Following the war, the resort was reopened in the early 1950s, after golf course architect Mackenzie Ross completed his redesign of Ailsa. In preparation for the 2009 Open Championship in July, Ailsa has been lengthened to 7,200 yards and toughened with additional fairway bunkering, reinstating the shot values that Ross envisioned back in 1951.
Strategic options are what make Ailsa such a kick to play. Golfers don’t usually find much trouble off the tee. Good drives are rewarded with bounds into prime positions for attacking the pins. Poor drives, on the other hand, well, that’s where the magic of Turnberry’s iconic setting comes into play.
The granite dome of Ailsa Craig pokes out from the turbulent Irish Sea that, on a bad day, pummels Turnberry’s cliffside shores. Known as the Patty Stone, the craig splits the 22-mile distance between Turnberry and the coast of Ireland. The famous lighthouse looms over the coast from No. 9, a crisp 9-iron away from 12th Century remains of Robert the Bruce’s castle.
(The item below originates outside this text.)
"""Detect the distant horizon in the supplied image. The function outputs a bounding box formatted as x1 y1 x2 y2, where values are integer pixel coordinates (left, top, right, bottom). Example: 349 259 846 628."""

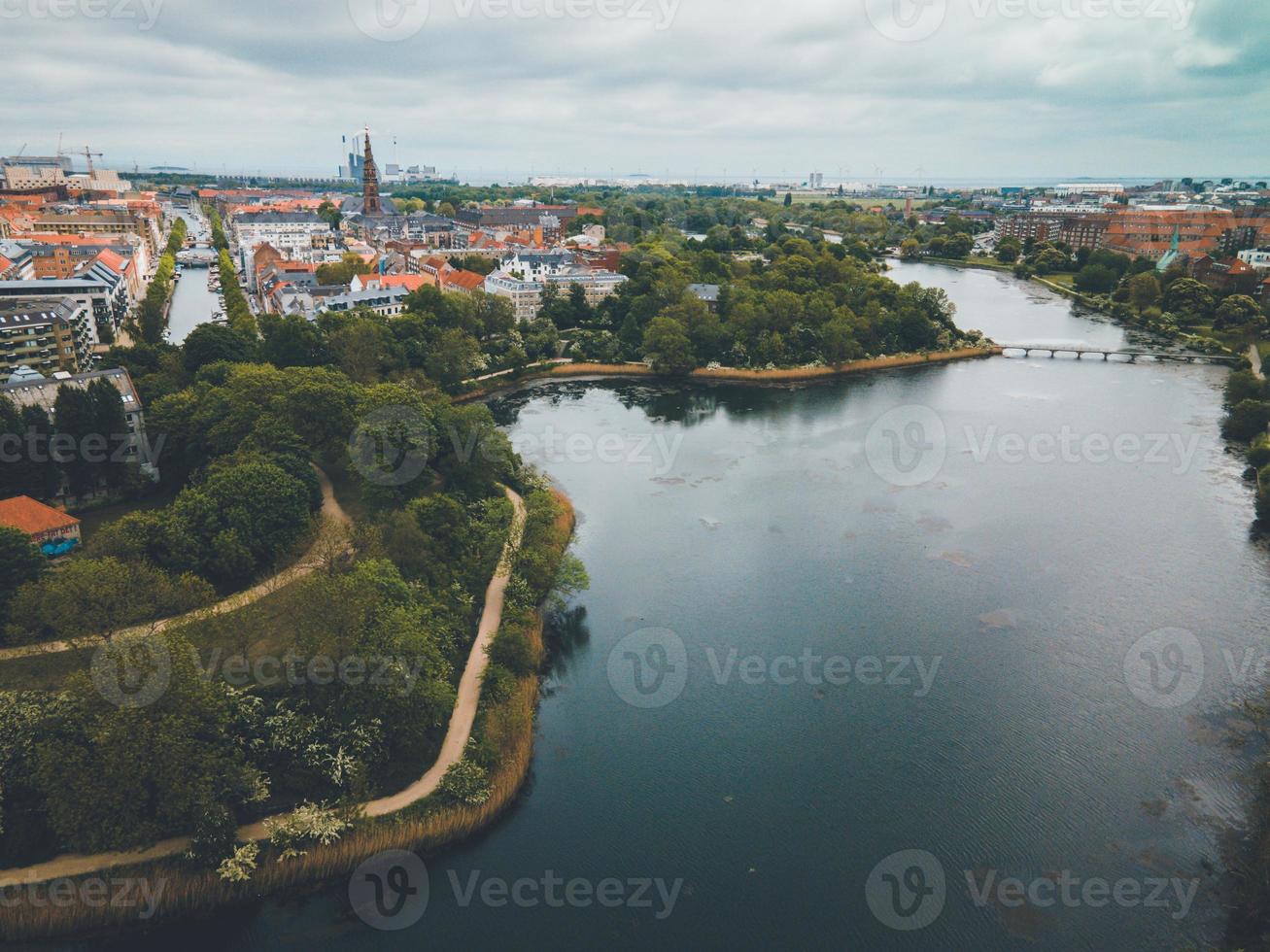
77 163 1270 191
If you catch Turnberry when the air is crystalline, you’ll see the Isle of Arran and the Mull of Kintyre in the distance.
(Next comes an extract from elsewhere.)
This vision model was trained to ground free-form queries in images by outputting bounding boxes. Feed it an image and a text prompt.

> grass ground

Ailsa’s first three holes aren’t much to look at: sand and bunkers at the greens and not much elevation change. But the next eight holes are among the most challenging – and rewarding – in all of golf. They wrap along the coastline like a string of pearls, running up and down, sawing left and right so that you hit your drive with or against a crosswind on alternating tee shots. On No. 9, you must force yourself to hit your drive from the championship tee, a mere plug of grass set atop a narrow cliff on the edge of the sea. The prevailing winds usually help you carry the 200-yard maw of sea and rock that separates you from the fairway, past the white-and-beige lighthouse and the castle detritus on your left.
As Ailsa heads inland with No. 12, you’ll be tempted to spend the rest of the round comparing the last eight holes with Pebble Beach, but one of the remaining seven holes is among the world’s best. Tom Watson, trailing Jack Nicklaus by a single stroke in their 1977 Sunday Open battle, turned the tables at the 16th, a diabolical 377-yard struggle to a tricky green. Near the green, the fairway plunges wildly, funneling into a narrow stream that guards the steep slope of an elevated green. (Watson holed a tricky 60-foot putt from a spot off the green.)
If you want to play the Ailsa or stay at Turnberry prior to the Open, you’re out of luck: Last month, Starwood Hotels and Resorts Worldwide sold Turnberry to Leisurecorp, the Dubai company that has become a major sponsor of the European PGA Tour. Leisurecorp immediately closed both the golf courses and the 101-year-old hotel, which will be fully renovated, and will reopen the resort next July, when the Open returns.
“When the eyes of the world fall upon Turnberry next summer at the 138th Open, we are determined that the venue will stand tall with pride, taking its rightful place as one of the top golf courses in the world,” said Leisurecorp’s CEO, Alan Rogers.
My ready answer to the question “What’s your favorite golf course in Scotland?” has long been the Ailsa. I’m hoping its new owners feel the same way.